Temps2/Octobre-Novembre  2014

 

 

La couleur du paysage s’est transformée : la matière des végétaux s’est modifiée.
Je cherche dans l’atelier, j’expérimente sur le papier et la toile, j’entrevois des changements et de nouvelles formes apparaissent. Les images de mes promenades me ramènent à des formes obsessionnelles et le pétillement de la création s’installe.
Toutes les directions sont bonnes à prendre et je sens que ce territoire offre un infini de possibilités comme un espace ouvert, dans ce clos de forêt d’Ecouves.
 Dans ce temps de la nuit pour entendre la forêt, mes pas rythment l’écho entre les troncs, je marche dans l’humidité nocturne. La forêt pleine de silence m’écoute. Et moi je respire doucement pour mieux entendre les battements de mon cœur. Le froid est là qui tenaille, enveloppe et pénètre.

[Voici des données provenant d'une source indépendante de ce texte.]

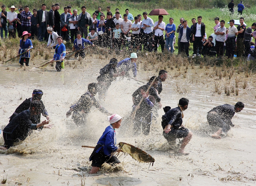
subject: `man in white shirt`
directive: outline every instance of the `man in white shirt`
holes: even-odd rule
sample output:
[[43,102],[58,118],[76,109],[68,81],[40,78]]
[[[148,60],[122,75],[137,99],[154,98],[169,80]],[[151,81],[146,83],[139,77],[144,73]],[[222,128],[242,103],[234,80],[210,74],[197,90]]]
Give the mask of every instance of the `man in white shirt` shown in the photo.
[[235,21],[231,19],[229,21],[228,28],[228,39],[226,41],[226,51],[225,56],[228,58],[233,59],[235,53],[235,49],[236,48],[236,36],[238,35],[237,28],[235,26],[234,23]]
[[[44,38],[46,39],[45,33],[46,27],[49,26],[49,12],[46,10],[46,5],[42,5],[42,9],[37,11],[36,13],[36,26],[38,28],[38,40],[43,41]],[[46,35],[47,34],[46,34]]]
[[159,41],[159,44],[161,46],[162,52],[164,50],[164,34],[163,33],[165,29],[165,23],[163,22],[164,16],[160,15],[158,16],[158,21],[155,22],[154,24],[154,30],[155,32],[155,36],[154,38],[155,47],[154,51],[157,52],[157,44]]
[[119,12],[116,12],[115,15],[115,18],[114,19],[115,23],[115,24],[119,23],[119,24],[121,25],[122,21],[123,20],[120,17],[120,13]]
[[131,27],[132,24],[132,22],[128,19],[127,15],[126,14],[123,15],[123,20],[121,22],[121,38],[123,39],[123,45],[125,47],[125,43],[127,40],[125,37],[128,32],[130,32]]
[[225,21],[224,20],[220,21],[220,26],[218,27],[215,32],[216,35],[215,40],[215,50],[217,53],[217,57],[219,58],[223,57],[224,55],[224,43],[225,40],[226,30],[227,29],[224,26]]
[[138,51],[140,47],[140,32],[141,31],[141,24],[139,22],[139,18],[135,16],[135,21],[132,24],[131,30],[132,30],[131,39],[131,48],[133,48],[135,44]]
[[14,31],[13,32],[9,32],[9,37],[16,38],[16,20],[17,18],[17,13],[14,11],[18,9],[15,8],[14,6],[12,6],[9,9],[11,10],[10,12],[7,13],[6,18],[9,22],[8,25],[13,25],[14,28]]
[[143,13],[144,19],[141,23],[141,28],[144,29],[144,50],[147,49],[150,52],[152,51],[153,44],[153,27],[154,22],[152,19],[148,17],[146,12]]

Une sorte d’abandon à tout objet de création, à une liberté, par le biais de cette lente recherche qui m’anime depuis que je suis ici.
Les grandes portes se desserrent pour laisser cette lueur d’automne apparaître dans l’entrebâillement.

Je suis allée voir Cécile et Cédric, un peu moins souvent, mais je les retrouve heureux.
Les chèvres sont pleines, la saison se termine, les travaux d’hiver commencent.

En fin de journée, je suis les routes le long des haies, j’admire ce gris vert qui s’installe, la couleur en est si subtile. De la nature à l’atelier et de l’atelier à la nature il y a une sorte de porosité, une flexion des formes et des gestes qui s’installe dans le temps.